That does not mean those platforms are free of complaints. It means Bolt’s disputes have been more visible, more frequent in public debate and more closely tied to regulatory action.

Passenger trust has also been affected by safety concerns.

In 2023, Bolt expelled more than 5,000 drivers in Kenya over six months, citing non-compliance and safety-related issues. The company said the move was part of efforts to tighten safety standards on its platform.

Safety complaints are especially damaging for ride-hailing firms because the platform is the point of trust between a passenger and a stranger’s vehicle. Where passengers complain of poor service, harassment, assault, account misuse or fare disputes, the company is expected to act quickly, even where the driver is an independent contractor.
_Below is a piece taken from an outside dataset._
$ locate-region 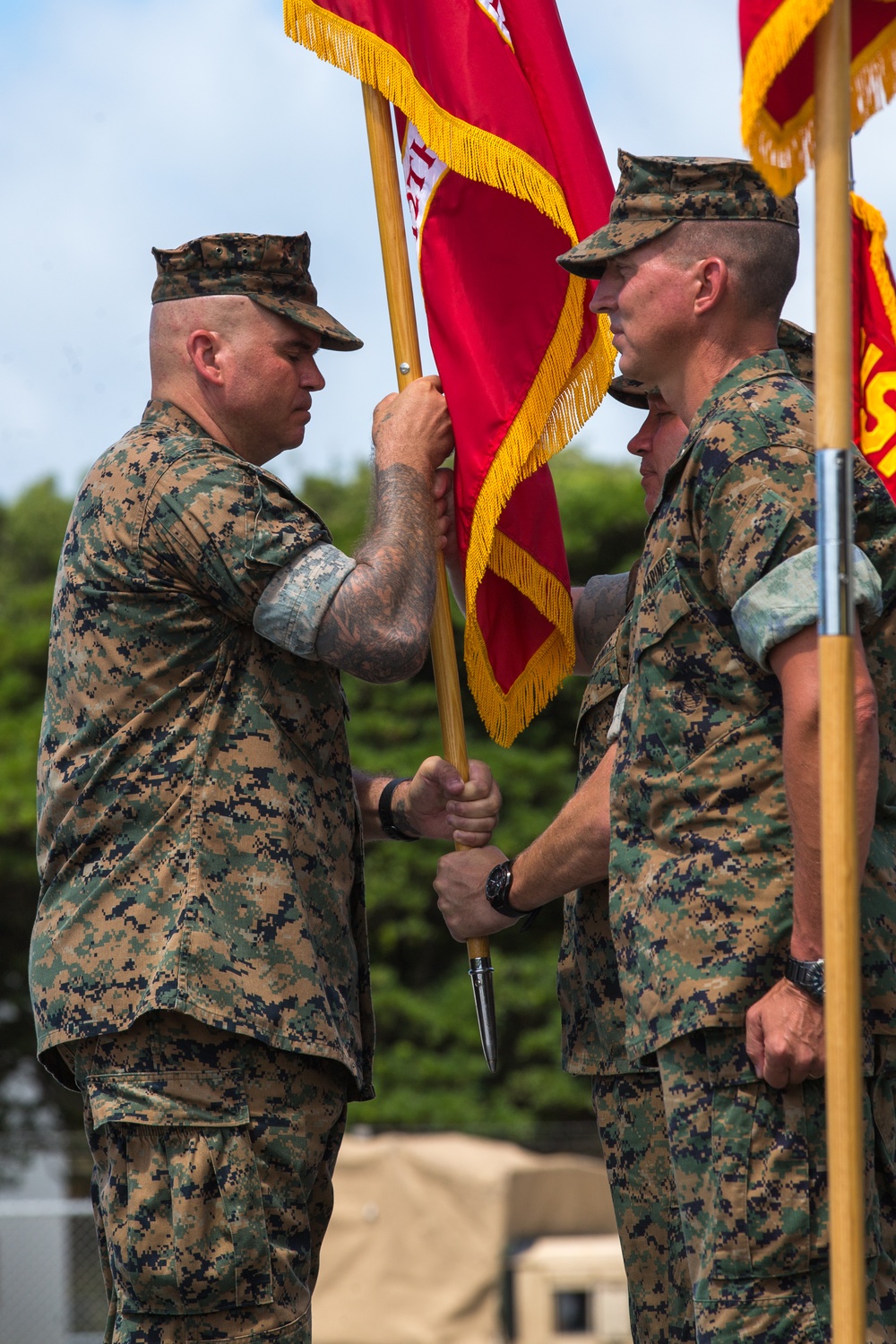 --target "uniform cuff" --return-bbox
[731,546,884,672]
[607,683,629,746]
[253,542,355,660]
This has left Bolt managing pressure from both sides. Drivers accuse platforms of squeezing their earnings. Passengers complain about service quality, safety and reliability. Regulators demand compliance. Platforms, meanwhile, say they must balance affordability, driver earnings and business sustainability.

That is the environment in which the fake exit notice spread.

The document was not official, and Bolt has clearly denied it. But it travelled quickly because it landed in a market already shaped by years of disputes over fares, commissions, safety and trust.

Bolt is not leaving Kenya. The company says it remains operational and committed to the market.

But the episode has exposed how fragile confidence remains in Kenya’s ride-hailing sector. The industry is still searching for a balance that keeps fares affordable for passengers, earnings viable for drivers, platforms commercially sustainable and safety standards credible.

Until that balance is found, Bolt Kenya is likely to remain both widely used and frequently criticised: a platform many passengers rely on, and one that many drivers continue to challenge.